Market overview

Cat bond market 2026

The catastrophe bond market continues to grow. Outstanding capacity has surpassed $50 billion, new issuance remains strong, and the range of perils and sponsors entering the market is expanding. Here is an overview of where the market stands and what is shaping it.

Outstanding capacity and issuance

The catastrophe bond market has grown from a niche corner of structured finance into a significant source of global reinsurance capacity. Outstanding cat bond and ILS note capacity has exceeded $50 billion, representing a meaningful share of the global property catastrophe reinsurance market.

Annual new issuance has consistently surpassed $15 billion in recent years. The first quarter is typically the busiest period as sponsors look to place coverage ahead of the North Atlantic hurricane season, but issuance is now more evenly distributed across the year as the market has matured and diversified.
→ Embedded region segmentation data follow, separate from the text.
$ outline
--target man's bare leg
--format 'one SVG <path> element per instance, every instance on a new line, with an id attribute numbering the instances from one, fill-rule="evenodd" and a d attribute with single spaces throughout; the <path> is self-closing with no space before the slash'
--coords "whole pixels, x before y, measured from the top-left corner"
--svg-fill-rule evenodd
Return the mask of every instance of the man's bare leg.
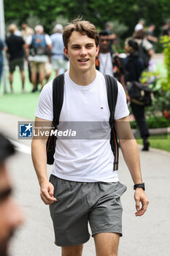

The number of active sponsors has also grown. What was once dominated by a handful of large reinsurers now includes primary insurers, state-backed entities, sovereign risk pools, and corporate sponsors from outside the traditional insurance industry.

Spreads and multiples

Cat bond pricing is driven by the relationship between expected loss and spread. The spread-to-expected-loss multiple is the market's shorthand for whether a bond is priced tightly or generously relative to its modelled risk.

After major loss events, spreads widen as investors demand more compensation for perceived risk and reduced available capital. In years with low losses and strong capital inflows, spreads compress. The cycle is not perfectly correlated with the traditional reinsurance pricing cycle, but the two are increasingly linked as ILS and traditional reinsurance compete for the same risks.

In the current environment, spreads have moderated from the elevated levels seen after recent loss years but remain attractive compared to similarly rated corporate credit. Investors continue to find value in the low correlation between catastrophe risk and broader financial markets, which supports demand even when absolute spread levels tighten.

What is shaping the market

Peril expansion

US hurricane and earthquake remain the dominant perils, but the market is increasingly covering wildfire, severe convective storm, flood, and cyber risk. Cyber cat bonds in particular have attracted attention as insurers look for capital markets solutions to manage accumulation exposure.

Sovereign and public sponsors

Governments and development institutions are using cat bonds for disaster risk financing. The World Bank's capital-at-risk programme, CCRIF SPC, and other sovereign pools have become regular issuers, bringing new perils and regions into the market.

Investor base broadening

The investor base has expanded beyond specialist ILS funds to include pension funds, endowments, family offices, and multi-strategy asset managers. This broader participation has deepened market liquidity and reduced concentration risk.

Climate and modelling

Climate change is affecting how catastrophe risk is modelled and priced. Model vendors are incorporating forward-looking climate scenarios, and sponsors and investors are paying closer attention to how warming temperatures, rising sea levels, and changing storm patterns affect loss expectations.

Secondary market liquidity

The secondary market for cat bonds has become more active, with dedicated broker-dealers facilitating trading. Improved liquidity makes the asset class more accessible to investors who need the ability to adjust positions before maturity.

Regulatory developments

Regulatory frameworks in key domiciles like Bermuda, Singapore, and the EU continue to evolve. Solvency II recognition of cat bonds as risk mitigation, and similar frameworks in other jurisdictions, have supported sponsor adoption.

Recent events and market impact

The cat bond market has absorbed several significant loss events in recent years, including major hurricanes, wildfires, and earthquake events. Each loss cycle has tested the market's resilience and informed subsequent pricing and structuring decisions.

Importantly, the market has continued to grow through and after loss events. Sponsors return to the market because the fully collateralised structure works as designed. Investors return because the asset class continues to deliver attractive risk-adjusted returns over the cycle, despite individual bond losses.

The market's ability to absorb losses and recapitalise quickly is one of its defining strengths and a key reason why cat bonds have become a permanent part of the global reinsurance landscape rather than a cyclical phenomenon.

Where the market is heading

Several structural tailwinds support continued growth. The global protection gap, the difference between insured and economic losses from natural catastrophes, remains enormous. Governments, insurers, and corporations are looking for more efficient ways to transfer risk, and the capital markets offer capacity that the traditional reinsurance industry alone cannot provide.

Expect continued expansion into new perils and geographies, further growth in sovereign and public sector issuance, and ongoing innovation in trigger design and bond structures. The convergence of insurance and capital markets that began three decades ago is still accelerating.